As users, we want to get better answers, cheaply. That’s the whole goal. Councils are great ways to make some answers better depending on how you structure it. But they’re not cheaper. So, it is important to make sure they are, actually, better! If they’re not, or at least not universally, then how the council should be structured is an incredibly important problem!
What we still see here is that there is no free token lunch. If you use councils to get the benefits of model diversity, don’t assume it will preserve the best ideas. To do that we have to work harder, and understand how to work with these models.
For instance, one thing we know is that the best way with LLMs usually is to be explicit, since otherwise even if they’re aligned they cause emergent problems.

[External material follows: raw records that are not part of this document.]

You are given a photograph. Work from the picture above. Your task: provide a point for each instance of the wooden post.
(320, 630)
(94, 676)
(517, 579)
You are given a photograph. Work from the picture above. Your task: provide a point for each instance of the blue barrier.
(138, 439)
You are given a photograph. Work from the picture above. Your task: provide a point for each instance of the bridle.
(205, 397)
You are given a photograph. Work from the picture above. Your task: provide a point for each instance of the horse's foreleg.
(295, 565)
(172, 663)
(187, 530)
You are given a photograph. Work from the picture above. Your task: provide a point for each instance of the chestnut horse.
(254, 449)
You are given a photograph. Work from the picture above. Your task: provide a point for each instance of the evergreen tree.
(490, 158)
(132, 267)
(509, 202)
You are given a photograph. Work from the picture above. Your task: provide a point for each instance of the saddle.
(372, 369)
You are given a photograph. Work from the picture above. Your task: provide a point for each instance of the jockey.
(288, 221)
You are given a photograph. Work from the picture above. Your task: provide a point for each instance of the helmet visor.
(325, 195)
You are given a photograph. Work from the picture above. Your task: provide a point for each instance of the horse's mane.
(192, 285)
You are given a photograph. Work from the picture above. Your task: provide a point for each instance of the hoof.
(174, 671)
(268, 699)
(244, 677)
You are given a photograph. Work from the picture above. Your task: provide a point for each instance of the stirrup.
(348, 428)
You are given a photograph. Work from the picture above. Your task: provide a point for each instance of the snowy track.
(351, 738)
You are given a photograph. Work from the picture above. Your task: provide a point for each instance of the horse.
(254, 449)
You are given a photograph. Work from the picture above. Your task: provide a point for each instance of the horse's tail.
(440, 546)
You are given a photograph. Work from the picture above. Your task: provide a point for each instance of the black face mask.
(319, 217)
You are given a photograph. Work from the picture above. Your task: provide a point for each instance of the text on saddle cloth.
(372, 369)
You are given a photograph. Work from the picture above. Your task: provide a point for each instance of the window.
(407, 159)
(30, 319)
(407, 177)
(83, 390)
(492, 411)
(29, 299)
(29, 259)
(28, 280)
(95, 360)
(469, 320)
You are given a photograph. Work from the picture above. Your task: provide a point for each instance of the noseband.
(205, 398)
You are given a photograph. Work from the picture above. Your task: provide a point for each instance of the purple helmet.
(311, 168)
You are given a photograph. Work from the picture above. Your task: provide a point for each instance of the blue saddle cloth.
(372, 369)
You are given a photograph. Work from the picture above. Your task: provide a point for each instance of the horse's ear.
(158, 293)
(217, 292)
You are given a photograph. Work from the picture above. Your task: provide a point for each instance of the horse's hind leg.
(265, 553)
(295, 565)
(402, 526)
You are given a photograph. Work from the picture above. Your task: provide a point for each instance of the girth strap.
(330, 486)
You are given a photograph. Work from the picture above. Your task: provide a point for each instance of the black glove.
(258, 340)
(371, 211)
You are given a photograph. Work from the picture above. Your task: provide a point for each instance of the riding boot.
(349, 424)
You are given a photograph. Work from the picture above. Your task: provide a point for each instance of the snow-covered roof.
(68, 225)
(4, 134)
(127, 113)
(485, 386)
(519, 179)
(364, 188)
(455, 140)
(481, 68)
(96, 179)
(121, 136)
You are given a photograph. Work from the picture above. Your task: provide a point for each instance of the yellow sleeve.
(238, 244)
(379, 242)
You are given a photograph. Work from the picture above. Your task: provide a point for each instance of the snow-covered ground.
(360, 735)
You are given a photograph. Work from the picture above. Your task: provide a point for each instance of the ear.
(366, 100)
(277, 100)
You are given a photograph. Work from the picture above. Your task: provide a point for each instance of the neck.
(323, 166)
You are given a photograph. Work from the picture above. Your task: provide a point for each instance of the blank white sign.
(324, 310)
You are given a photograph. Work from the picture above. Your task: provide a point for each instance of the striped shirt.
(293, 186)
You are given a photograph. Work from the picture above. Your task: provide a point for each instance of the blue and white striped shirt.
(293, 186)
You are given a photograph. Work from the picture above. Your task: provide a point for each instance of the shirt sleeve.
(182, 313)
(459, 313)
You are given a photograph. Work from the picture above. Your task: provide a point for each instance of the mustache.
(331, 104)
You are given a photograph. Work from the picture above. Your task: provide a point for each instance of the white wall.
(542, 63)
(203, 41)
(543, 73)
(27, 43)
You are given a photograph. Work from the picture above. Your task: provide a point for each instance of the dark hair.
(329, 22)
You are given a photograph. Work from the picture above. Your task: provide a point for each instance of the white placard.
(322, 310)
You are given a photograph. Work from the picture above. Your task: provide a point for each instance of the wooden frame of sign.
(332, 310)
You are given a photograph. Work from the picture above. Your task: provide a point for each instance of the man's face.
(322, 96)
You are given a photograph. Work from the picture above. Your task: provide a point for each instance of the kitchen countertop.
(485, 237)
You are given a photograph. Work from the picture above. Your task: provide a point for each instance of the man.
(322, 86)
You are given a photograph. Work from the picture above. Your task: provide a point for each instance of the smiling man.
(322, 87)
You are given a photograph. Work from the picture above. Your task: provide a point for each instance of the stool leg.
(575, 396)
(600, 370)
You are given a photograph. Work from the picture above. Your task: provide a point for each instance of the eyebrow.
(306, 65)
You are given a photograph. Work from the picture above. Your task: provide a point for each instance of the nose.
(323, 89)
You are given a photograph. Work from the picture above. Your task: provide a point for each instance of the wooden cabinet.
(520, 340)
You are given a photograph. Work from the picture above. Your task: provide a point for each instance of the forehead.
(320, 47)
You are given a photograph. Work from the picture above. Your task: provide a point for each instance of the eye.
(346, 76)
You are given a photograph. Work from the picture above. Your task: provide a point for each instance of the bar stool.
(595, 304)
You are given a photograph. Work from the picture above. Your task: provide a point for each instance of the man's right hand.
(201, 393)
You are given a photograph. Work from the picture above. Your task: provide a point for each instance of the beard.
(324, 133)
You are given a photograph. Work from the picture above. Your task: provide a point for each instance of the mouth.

So the best protocol might be to explicitly gather and store the best ideas from each solution separately and ensure they’re stored, ranked and assessed, before a final answer is written and revised.
It does much better, though it’s slower and heavier. I don’t know if this is the best we can do though. The structure might change depending on the question asked, the domain, or the types of answer expected.
Humans have gone through thousands of types of “councils” until we reached interim solutions which give us decent results nowadays. And even then, we have to change the shape of the councils constantly, as we evolve, and society evolves.
To figure out how to get the best results from our work requires a lot more effort into designing the councils. If you’re working with them, you will need to experiment and eval against your individual problem sets, which is the only way to know if this specific council setup will help with your specific problem. Copying someone else’s homework won’t work!
Homo Agenticus are odd enough creatures that using them well requires much much more experimentation than one might assume. Especially when the problems of using them suboptimally is that we lose actual functionality, often without knowing it!